Pakistan’s Central Bank Continues Easing Monetary Policy
The State Bank of Pakistan (SBP) has reduced its key policy rate by 200 basis points (bps) to 13%, marking the fifth consecutive cut since June 2024 when the rate was at 22%. The new policy rate will take effect from December 17, 2024, signaling continued easing of the country’s monetary stance.
Key Developments and Inflation Insights
The Monetary Policy Committee (MPC) stated that headline inflation fell to 4.9% year-on-year (y/y) in November 2024, in line with their expectations. This decline was primarily due to the drop in food inflation and the diminishing effects of the gas tariff hike in November 2023.
However, the committee also highlighted that core inflation remained persistent at 9.7%, with inflation expectations among consumers and businesses continuing to be volatile. The MPC emphasized that inflation may remain unpredictable in the short term before stabilizing within the target range of 5–7%.
Economic Growth and External Pressures
Despite inflation concerns, the growth outlook has shown some improvement, evidenced by recent upticks in high-frequency economic indicators. The MPC believes that its strategy of measured policy rate cuts is helping balance inflationary pressures and external account challenges, while fostering sustainable economic growth.
Positive Economic Developments
- Current Account Surplus: The current account posted a surplus for the third consecutive month in October 2024, contributing to an increase in SBP foreign exchange reserves, which now stand at $12 billion.
- Favorable Global Commodity Prices: Positive global commodity price trends have eased domestic inflation and reduced the import bill.
- Credit Expansion: There has been a significant increase in private sector credit, driven by the easing of financial conditions and banks meeting their advances-to-deposit ratio (ADR) targets.
Tax Revenue Shortfall and Future Outlook
The MPC noted that the tax revenue shortfall has widened beyond targets. However, the committee remains optimistic that the cumulative impact of its rate cuts since June will continue to support economic recovery over the next few quarters.
The real policy rate remains positive, with the MPC aiming to stabilize inflation within its target range of 5–7%.

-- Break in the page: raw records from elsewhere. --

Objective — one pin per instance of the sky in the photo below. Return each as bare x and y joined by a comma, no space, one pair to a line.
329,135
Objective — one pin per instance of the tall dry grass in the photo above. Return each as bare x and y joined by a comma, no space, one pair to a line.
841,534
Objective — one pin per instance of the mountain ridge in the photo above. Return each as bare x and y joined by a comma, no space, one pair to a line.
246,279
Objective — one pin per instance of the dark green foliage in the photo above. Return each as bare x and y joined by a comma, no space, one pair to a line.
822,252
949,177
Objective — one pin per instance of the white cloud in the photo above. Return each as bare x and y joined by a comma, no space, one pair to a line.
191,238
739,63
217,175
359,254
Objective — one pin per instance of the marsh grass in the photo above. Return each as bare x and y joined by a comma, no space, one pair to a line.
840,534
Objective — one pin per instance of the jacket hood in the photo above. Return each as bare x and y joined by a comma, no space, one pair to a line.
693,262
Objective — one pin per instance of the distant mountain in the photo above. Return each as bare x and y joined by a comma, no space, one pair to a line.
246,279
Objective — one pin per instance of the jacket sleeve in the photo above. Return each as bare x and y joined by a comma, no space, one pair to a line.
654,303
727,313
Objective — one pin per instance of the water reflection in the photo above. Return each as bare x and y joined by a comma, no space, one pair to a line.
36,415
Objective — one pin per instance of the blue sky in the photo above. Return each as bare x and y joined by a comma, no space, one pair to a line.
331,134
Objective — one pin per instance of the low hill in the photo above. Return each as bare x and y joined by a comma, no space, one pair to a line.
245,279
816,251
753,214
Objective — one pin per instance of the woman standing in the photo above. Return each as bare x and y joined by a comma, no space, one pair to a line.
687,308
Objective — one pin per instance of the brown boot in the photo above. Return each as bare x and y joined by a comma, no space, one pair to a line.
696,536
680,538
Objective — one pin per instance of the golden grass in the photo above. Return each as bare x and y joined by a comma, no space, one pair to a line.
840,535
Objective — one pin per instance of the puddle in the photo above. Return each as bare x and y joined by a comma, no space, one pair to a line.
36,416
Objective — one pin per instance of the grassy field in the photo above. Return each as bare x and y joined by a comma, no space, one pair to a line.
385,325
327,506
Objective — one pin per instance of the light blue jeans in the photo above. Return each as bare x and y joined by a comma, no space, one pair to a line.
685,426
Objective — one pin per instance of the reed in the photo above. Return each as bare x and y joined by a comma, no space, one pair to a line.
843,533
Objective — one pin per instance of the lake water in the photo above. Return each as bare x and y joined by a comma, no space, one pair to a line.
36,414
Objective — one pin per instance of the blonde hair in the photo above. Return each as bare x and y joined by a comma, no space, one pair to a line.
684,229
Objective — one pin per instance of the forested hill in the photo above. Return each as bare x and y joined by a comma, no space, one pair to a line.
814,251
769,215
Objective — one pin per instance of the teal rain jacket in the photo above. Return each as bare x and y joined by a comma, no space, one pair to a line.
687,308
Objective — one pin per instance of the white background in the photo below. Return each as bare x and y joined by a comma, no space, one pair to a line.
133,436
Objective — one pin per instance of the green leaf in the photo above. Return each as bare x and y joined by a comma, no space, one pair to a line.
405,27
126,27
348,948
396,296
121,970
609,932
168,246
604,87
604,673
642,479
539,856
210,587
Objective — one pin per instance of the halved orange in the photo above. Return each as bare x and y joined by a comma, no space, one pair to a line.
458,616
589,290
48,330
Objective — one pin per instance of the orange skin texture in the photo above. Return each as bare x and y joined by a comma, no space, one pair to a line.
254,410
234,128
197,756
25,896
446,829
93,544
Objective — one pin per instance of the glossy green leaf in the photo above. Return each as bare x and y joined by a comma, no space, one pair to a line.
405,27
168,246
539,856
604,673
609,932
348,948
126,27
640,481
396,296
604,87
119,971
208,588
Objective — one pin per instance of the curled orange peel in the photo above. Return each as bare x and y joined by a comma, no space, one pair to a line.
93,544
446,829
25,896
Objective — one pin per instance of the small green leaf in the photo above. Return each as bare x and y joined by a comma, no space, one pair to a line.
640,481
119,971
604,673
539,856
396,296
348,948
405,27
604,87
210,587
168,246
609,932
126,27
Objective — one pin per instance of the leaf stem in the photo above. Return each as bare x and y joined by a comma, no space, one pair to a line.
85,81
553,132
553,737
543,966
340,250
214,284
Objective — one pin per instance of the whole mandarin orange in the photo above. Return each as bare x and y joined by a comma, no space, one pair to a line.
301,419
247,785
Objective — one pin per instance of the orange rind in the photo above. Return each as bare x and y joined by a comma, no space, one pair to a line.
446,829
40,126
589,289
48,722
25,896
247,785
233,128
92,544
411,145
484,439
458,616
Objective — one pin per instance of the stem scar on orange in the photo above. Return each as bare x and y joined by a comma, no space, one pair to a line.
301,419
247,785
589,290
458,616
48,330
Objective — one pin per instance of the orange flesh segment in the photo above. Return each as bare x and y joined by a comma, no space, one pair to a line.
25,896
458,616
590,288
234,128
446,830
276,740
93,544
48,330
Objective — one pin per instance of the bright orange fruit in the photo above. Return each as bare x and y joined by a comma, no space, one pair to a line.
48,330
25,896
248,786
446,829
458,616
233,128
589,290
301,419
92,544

Market Reactions and Expert Predictions
Most market experts had anticipated a monetary easing approach by the SBP, as the slowing inflation rate fueled expectations for a fifth consecutive rate cut. Brokerage houses such as Topline Securities and Arif Habib Limited (AHL) predicted a 200bps cut.
Khurram Schehzad, the newly-appointed Advisor to Finance Minister on Economic and Financial Reforms, noted that the decelerating inflation rate would lead to further monetary easing, reducing the cost of capital for businesses and improving the government’s fiscal balance.
Previous Economic Trends and Current Position
In the November 2024 MPC meeting, the SBP had already reduced the policy rate by 250bps. Since then, the Pakistani rupee depreciated slightly by 0.1%, and petrol prices increased by 1.5%.
On the international front, oil prices have slightly decreased, hovering above $70 per barrel amid subdued demand.
As of December 6, 2024, SBP foreign exchange reserves stood at $12.05 billion, while the country’s total liquid reserves were at $16.60 billion. Commercial banks held $4.55 billion in net foreign reserves.
Conclusion
The SBP’s monetary easing stance reflects a commitment to balancing inflation management, supporting economic growth, and addressing external account pressures. The continued interest rate cuts are expected to positively impact the cost of capital for businesses and government fiscal health in the coming months.